Nach einem Software-Update bei einem PKW der Marke VW Touran bemerkte ein Versicherungsnehmer einen höheren Kraftstoffverbrauch. Der Versicherungsnehmer (Kläger) wandte sich an einen Rechtsvertreter und forderte Rechtsschutzdeckung von seiner Versicherung. Diese lehnte jedoch mit der Begründung ab, dass der Schaden dem Kläger seit Jahren bekannt gewesen wäre und die Schadensmeldung nicht unverzüglich erfolgt wäre.

Artikel von:

Dr. Roland Weinrauch

Dr. Roland Weinrauch

Gründer der Kanzlei Weinrauch Rechtsanwälte|https://weinrauch-rechtsanwaelte.at/

Zwischen dem Kläger als Versicherungsnehmer und der Beklagten als Versicherer bestand bis Jänner 2014 ein Rechtsschutzversicherungsvertrag, dem die Allgemeinen Bedingungen für die Rechtsschutzversicherung der Beklagten (ARB 2003) zugrunde lagen. Diese lauten auszugsweise:

„Artikel 8
Welche Pflichten hat der Versicherungsnehmer zur Sicherung seines Deckungsanspruches zu beachten? (Obliegenheiten)
1. Verlangt der Versicherungsnehmer Versicherungsschutz, ist er verpflichtet
1.1. den Versicherer unverzüglich, vollständig und wahrheitsgemäß über die jeweilige Sachlage aufzuklären und ihm alle erforderlichen Unterlagen auf Verlangen vorzulegen; ...“

Der Kläger hat im Jahr 2013 einen dieselbetriebenen PKW der Marke VW Touran erworben, welcher letztlich vom VW-Dieselabgasskandal betroffen war. Im Februar 2017 folgte der Kläger der Einladung der Herstellerin und ließ auf seinem Fahrzeug das von ihr empfohlene (bzw als Lösung der Manipulationen angepriesene) Software-Update durchführen. In der Folge bemerkte der Kläger jedoch einen höheren Kraftstoffverbrauch.
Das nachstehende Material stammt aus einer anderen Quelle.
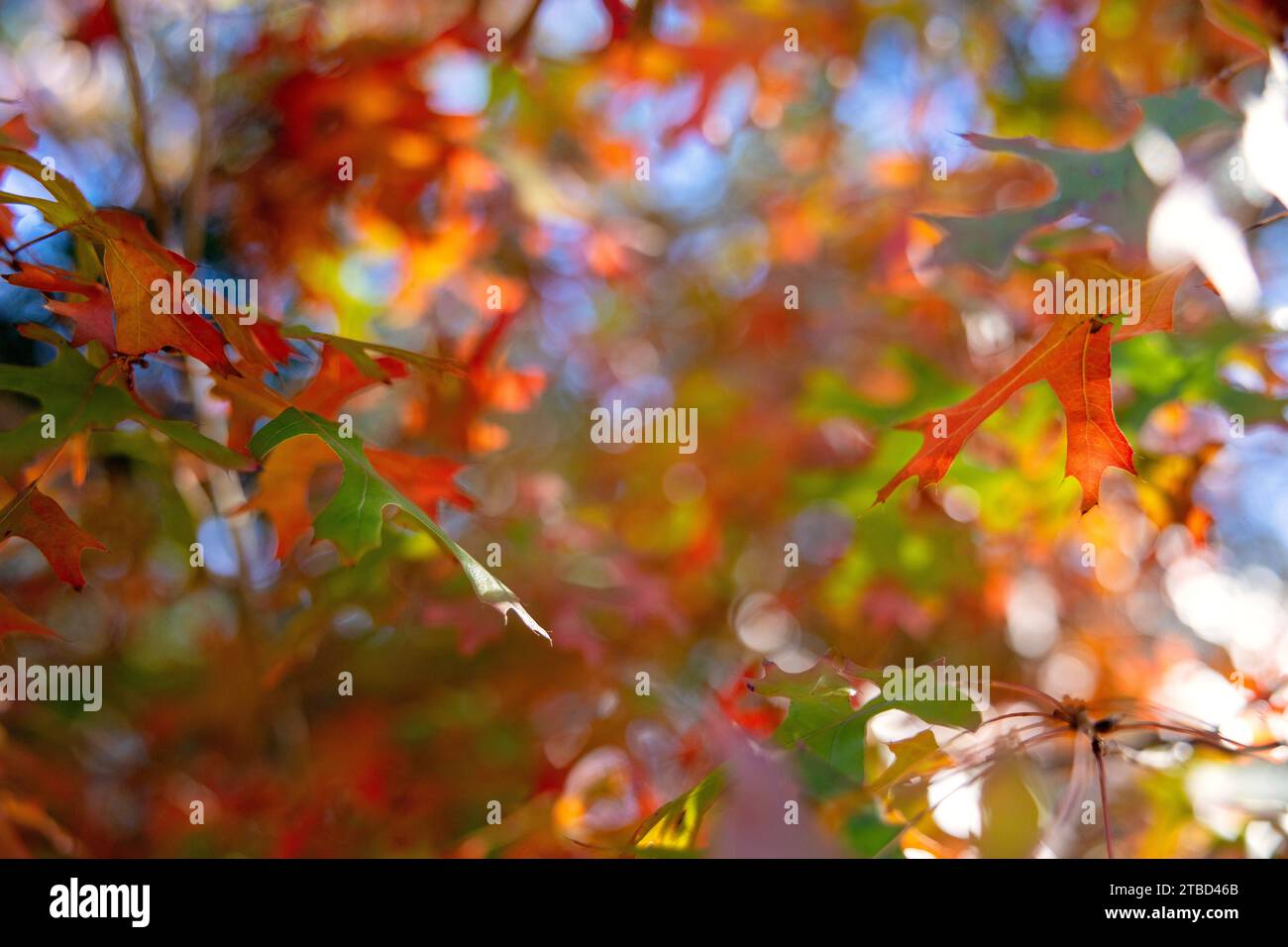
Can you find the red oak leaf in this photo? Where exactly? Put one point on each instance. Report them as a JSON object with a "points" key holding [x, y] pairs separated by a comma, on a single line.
{"points": [[91, 317], [40, 521], [1073, 359]]}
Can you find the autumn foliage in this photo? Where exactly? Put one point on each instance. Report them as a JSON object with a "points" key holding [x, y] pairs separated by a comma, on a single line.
{"points": [[305, 311]]}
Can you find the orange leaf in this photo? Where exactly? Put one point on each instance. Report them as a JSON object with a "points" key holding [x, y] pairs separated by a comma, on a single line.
{"points": [[1073, 359], [13, 621], [37, 518], [133, 262], [91, 317]]}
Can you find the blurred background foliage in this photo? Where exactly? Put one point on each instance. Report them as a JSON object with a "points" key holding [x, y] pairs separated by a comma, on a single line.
{"points": [[768, 167]]}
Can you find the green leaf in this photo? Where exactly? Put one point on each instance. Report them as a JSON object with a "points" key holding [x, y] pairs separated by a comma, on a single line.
{"points": [[822, 720], [68, 388], [674, 827], [1108, 187], [355, 515]]}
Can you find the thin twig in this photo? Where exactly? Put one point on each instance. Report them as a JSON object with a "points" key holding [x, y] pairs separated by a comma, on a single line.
{"points": [[142, 144]]}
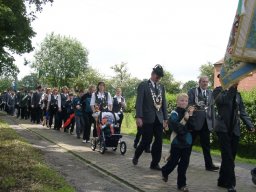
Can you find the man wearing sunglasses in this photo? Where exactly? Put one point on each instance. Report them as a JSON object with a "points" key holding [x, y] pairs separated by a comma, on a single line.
{"points": [[151, 116]]}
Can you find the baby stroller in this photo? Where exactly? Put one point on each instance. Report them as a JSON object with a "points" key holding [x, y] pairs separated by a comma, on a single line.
{"points": [[108, 132]]}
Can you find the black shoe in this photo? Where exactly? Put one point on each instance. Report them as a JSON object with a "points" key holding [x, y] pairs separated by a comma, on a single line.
{"points": [[223, 185], [147, 151], [135, 161], [231, 189], [164, 177], [156, 167], [212, 168]]}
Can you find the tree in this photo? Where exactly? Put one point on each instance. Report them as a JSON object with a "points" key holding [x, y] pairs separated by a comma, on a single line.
{"points": [[16, 31], [87, 78], [59, 60], [208, 70], [171, 86], [29, 82], [5, 83], [188, 85]]}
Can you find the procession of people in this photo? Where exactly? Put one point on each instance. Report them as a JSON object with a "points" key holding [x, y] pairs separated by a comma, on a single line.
{"points": [[194, 116]]}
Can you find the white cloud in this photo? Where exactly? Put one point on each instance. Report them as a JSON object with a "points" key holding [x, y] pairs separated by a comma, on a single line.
{"points": [[180, 35]]}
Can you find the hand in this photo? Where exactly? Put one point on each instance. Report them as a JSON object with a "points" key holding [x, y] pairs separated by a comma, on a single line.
{"points": [[139, 122], [186, 116], [252, 130], [191, 109], [165, 125]]}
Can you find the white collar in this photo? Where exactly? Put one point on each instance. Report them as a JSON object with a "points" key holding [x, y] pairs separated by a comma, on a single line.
{"points": [[152, 82]]}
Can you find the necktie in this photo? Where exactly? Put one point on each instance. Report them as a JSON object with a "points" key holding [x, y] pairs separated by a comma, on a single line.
{"points": [[204, 93], [156, 90]]}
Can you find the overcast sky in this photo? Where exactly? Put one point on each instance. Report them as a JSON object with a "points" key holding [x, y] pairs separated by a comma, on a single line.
{"points": [[181, 35]]}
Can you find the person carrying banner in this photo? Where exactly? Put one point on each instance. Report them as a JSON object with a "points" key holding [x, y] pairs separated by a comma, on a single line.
{"points": [[230, 109]]}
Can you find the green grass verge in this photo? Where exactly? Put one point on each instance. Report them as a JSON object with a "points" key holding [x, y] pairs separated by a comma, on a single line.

Erst im Juni 2020 wandte sich der Kläger an einen Rechtsvertreter, welcher am 17. Juni 2020 um Rechtsschutzdeckung bei der Beklagten ansuchte. Allerdings lehnte die Beklagte die Deckung mit Schreiben vom 18. Juni 2020 mit der Begründung ab, dass der Schaden dem Kläger seit Jahren bekannt gewesen wäre und die Schadensmeldung daher nicht unverzüglich erfolgt wäre. Weiters führte die Beklagte begründend aus, dass die dreijährige Verjährungsfrist nach § 12 Abs 1 VersVG spätestens im Februar 2017 zu laufen begonnen habe und der Anspruch somit verjährt sei.

Der Kläger begehrte die Feststellung der Deckungspflicht der Beklagten für die klageweise Geltendmachung seiner Ansprüche. Das Erstgericht gab dem Klagebegehren statt, wohingegen das Berufungsgericht dieses Urteil in eine Klagsabweisung abänderte.

Wie ist die Rechtslage?

Der OGH nahm in seiner Entscheidung zu 7 Ob 98/22w zur Frage der Verjährung Stellung. Im besonderen Fall der Rechtsschutzversicherung beginnt die Verjährung mit der Fälligkeit des Rechtsschutzanspruchs zu laufen. Nach ständiger Rechtsprechung des OGH ist Beginn der Verjährung des Anspruchs aus der Rechtsschutzversicherung nach § 12 Abs 1 VersVG jener Zeitpunkt, zu dem sich die Notwendigkeit einer Interessenwahrnehmung für den Versicherungsnehmer so konkret abzeichnet, dass er mit der Entstehung von Rechtskosten rechnen muss, deretwegen er die Rechtsschutzversicherung in Anspruch nehmen will.

Gegenständlich ging die Beklagte vom Beginn der Verjährung im Frühjahr 2017 aus und begründete dies damit, dass dem Kläger spätestens nach dem Softwareupdate im Februar 2017 bekannt war, dass sein PKW vom Dieselabgasskandal betroffen ist und dadurch erhöhten Kraftstoffverbrauch hat.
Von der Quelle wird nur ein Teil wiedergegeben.